Hal ini dibuktikan oleh Kelompok Studi dan Pengembangan Prakasa Masyarakat (KSPPM) melalui pantauan drone. "Melalui pantauan drone kemarin terlihat memang tidak jauh dari titik awal longsor memang sudah ada penebangan hutan secara masif," kata Koordinator Study dan Advokasi KSPPM, Rocky Pasaribu, Senin (4/12).

Kendati, pihaknya belum bisa memastikan siapa yang melakukan penebangan dan pengrusakan hutan.
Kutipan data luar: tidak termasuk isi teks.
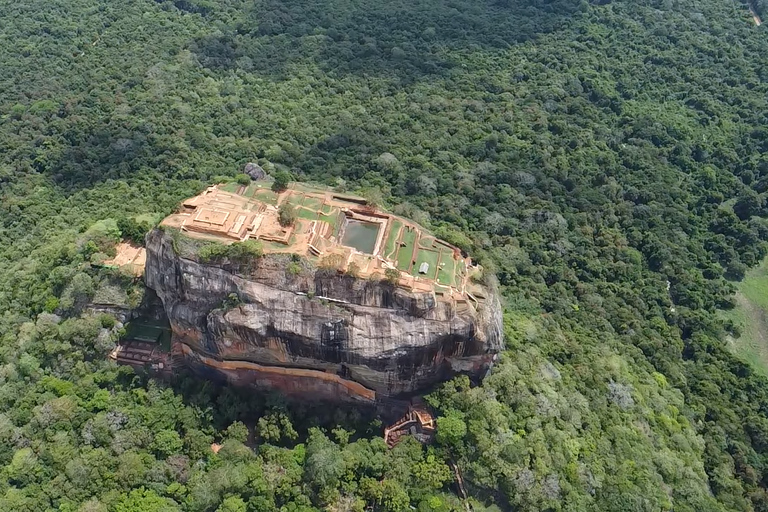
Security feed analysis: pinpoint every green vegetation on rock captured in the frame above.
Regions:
[0,0,768,512]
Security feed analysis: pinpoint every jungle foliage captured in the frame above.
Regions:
[0,0,768,512]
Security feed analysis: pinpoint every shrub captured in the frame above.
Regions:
[277,202,296,228]
[272,169,291,192]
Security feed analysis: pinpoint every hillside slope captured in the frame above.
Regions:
[0,0,768,511]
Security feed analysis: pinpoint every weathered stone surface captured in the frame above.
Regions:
[145,230,502,400]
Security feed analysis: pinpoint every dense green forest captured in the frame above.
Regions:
[0,0,768,512]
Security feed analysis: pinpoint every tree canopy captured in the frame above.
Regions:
[0,0,768,512]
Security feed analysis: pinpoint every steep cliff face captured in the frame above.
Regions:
[145,230,502,401]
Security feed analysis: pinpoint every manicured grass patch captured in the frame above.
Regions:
[320,211,341,233]
[296,207,317,220]
[286,194,304,206]
[302,196,323,211]
[253,188,277,206]
[720,259,768,375]
[397,227,416,272]
[219,181,240,194]
[419,235,437,249]
[411,249,440,279]
[384,220,403,259]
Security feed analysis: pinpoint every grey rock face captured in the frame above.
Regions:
[145,230,502,398]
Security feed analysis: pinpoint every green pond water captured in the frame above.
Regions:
[341,220,379,254]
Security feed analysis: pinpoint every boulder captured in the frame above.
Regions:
[145,229,502,401]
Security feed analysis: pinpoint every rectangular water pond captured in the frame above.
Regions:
[341,219,379,254]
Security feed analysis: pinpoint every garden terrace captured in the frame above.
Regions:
[161,182,484,307]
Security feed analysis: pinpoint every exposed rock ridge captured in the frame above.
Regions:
[145,229,502,400]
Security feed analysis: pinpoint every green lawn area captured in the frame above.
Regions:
[397,227,416,272]
[411,249,440,279]
[720,259,768,375]
[384,220,403,260]
[437,251,456,286]
[419,236,437,249]
[302,196,323,211]
[296,207,317,220]
[219,181,240,194]
[286,193,304,206]
[320,211,341,231]
[253,188,277,206]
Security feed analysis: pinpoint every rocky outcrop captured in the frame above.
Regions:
[145,229,502,401]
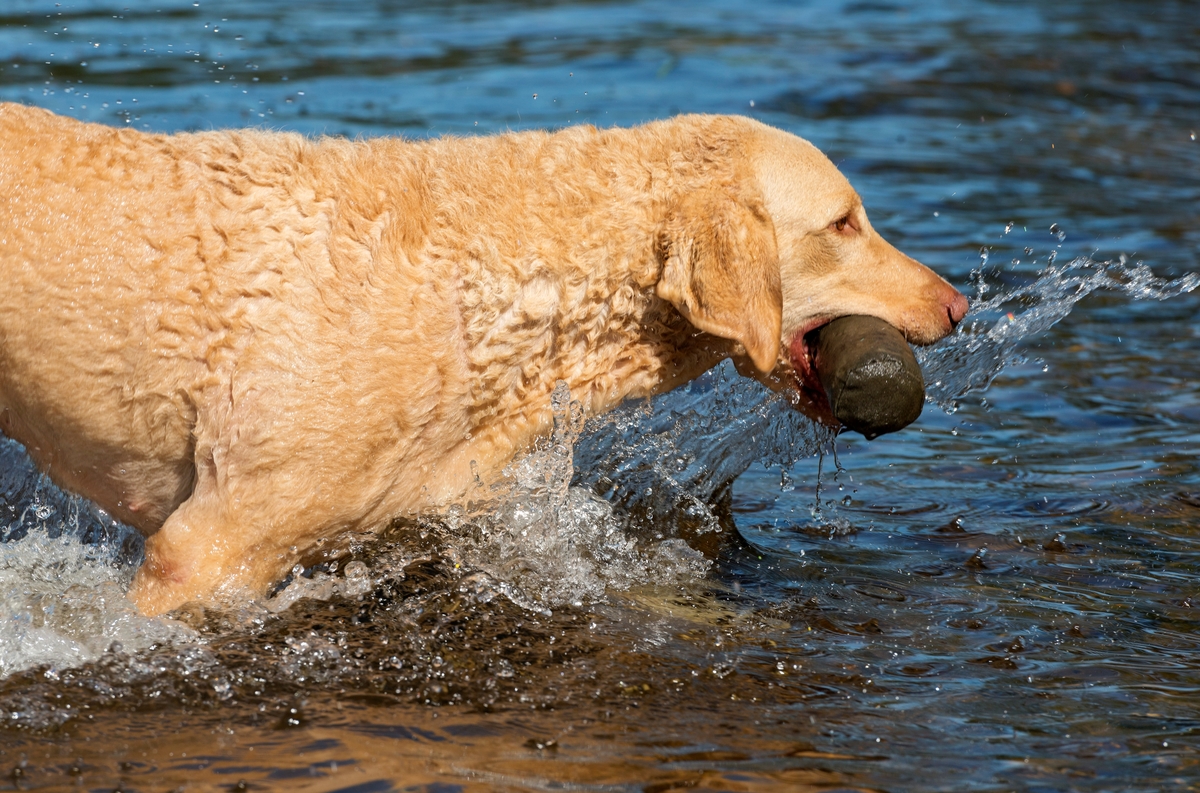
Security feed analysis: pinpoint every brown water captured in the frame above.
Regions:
[0,0,1200,793]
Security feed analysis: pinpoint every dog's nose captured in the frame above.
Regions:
[946,288,970,329]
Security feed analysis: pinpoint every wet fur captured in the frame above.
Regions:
[0,104,965,613]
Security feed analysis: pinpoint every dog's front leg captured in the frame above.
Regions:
[128,493,274,615]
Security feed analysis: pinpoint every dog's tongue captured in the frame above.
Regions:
[805,316,925,439]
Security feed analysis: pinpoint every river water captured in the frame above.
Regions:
[0,0,1200,793]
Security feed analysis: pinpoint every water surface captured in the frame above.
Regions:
[0,0,1200,793]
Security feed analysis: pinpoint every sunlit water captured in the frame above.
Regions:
[0,0,1200,793]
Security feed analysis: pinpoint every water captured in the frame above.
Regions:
[0,0,1200,792]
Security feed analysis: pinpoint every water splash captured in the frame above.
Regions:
[427,382,708,612]
[917,255,1200,413]
[0,529,186,678]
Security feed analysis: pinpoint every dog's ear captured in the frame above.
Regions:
[655,190,784,372]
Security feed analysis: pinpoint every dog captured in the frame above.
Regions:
[0,104,967,614]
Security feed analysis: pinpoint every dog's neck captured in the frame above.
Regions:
[426,126,728,434]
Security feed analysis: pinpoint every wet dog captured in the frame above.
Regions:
[0,104,967,614]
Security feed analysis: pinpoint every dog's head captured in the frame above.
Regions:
[656,120,967,419]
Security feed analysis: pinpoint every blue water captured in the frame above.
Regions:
[0,0,1200,791]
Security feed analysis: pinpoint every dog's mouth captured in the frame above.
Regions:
[787,317,841,427]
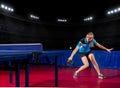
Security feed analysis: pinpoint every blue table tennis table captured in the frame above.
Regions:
[0,43,64,87]
[0,43,43,87]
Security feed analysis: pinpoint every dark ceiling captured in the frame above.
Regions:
[2,0,120,20]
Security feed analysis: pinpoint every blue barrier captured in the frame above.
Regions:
[39,50,120,69]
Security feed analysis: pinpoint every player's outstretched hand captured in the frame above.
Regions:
[107,48,113,53]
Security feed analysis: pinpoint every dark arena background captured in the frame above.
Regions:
[0,0,120,88]
[0,14,120,50]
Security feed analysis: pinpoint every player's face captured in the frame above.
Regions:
[87,37,93,42]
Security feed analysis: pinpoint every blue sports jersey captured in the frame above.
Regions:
[77,38,98,53]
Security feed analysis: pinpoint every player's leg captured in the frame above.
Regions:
[73,56,89,78]
[88,53,104,79]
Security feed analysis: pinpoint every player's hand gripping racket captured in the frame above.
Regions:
[67,59,73,66]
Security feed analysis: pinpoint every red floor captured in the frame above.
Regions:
[0,66,120,88]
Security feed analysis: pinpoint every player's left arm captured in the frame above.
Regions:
[94,40,113,52]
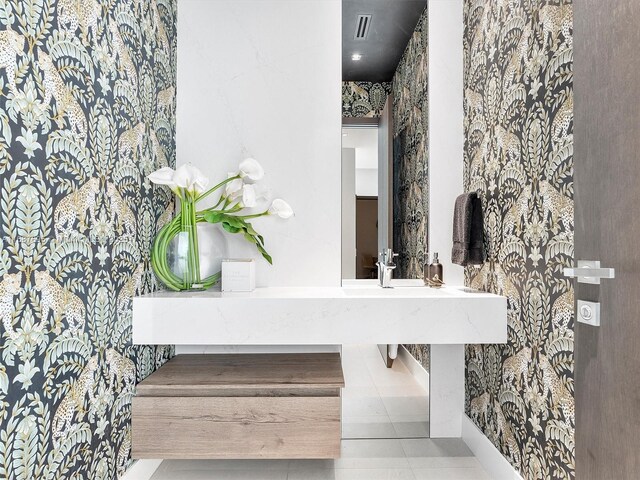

Namun, jika melihat dari jenis kayu yang terbawa longsor sampai hilir ada jenis kayu ekaliptus. "Jadi ini tentu ada dugaan bahwa ini pemilik ekaliptus di kawasan Danau Toba tetapi kita tidak tahu apakah mereka sendiri yang langsung melakukan aktivitas di sana atau melalui pola pekerja samaan dengan masyarakat setempat," jelasnya.

Rocky mengakui bahwa cuaca yang ekstrem belakangan ini di Tano Batak memang cukup mengkhawatirkan menimbulkan terjadinya longsor dan banjir. 

Sebelum terjadi Simangulampe, pihaknya melihat ada longsor dan banjir yang sama juga terjadi di Desa Kenegerian Sihotang Samosir dan desa-desa lainnya yang tidak separah di Simangulampe dan Kenegerian Sihotang.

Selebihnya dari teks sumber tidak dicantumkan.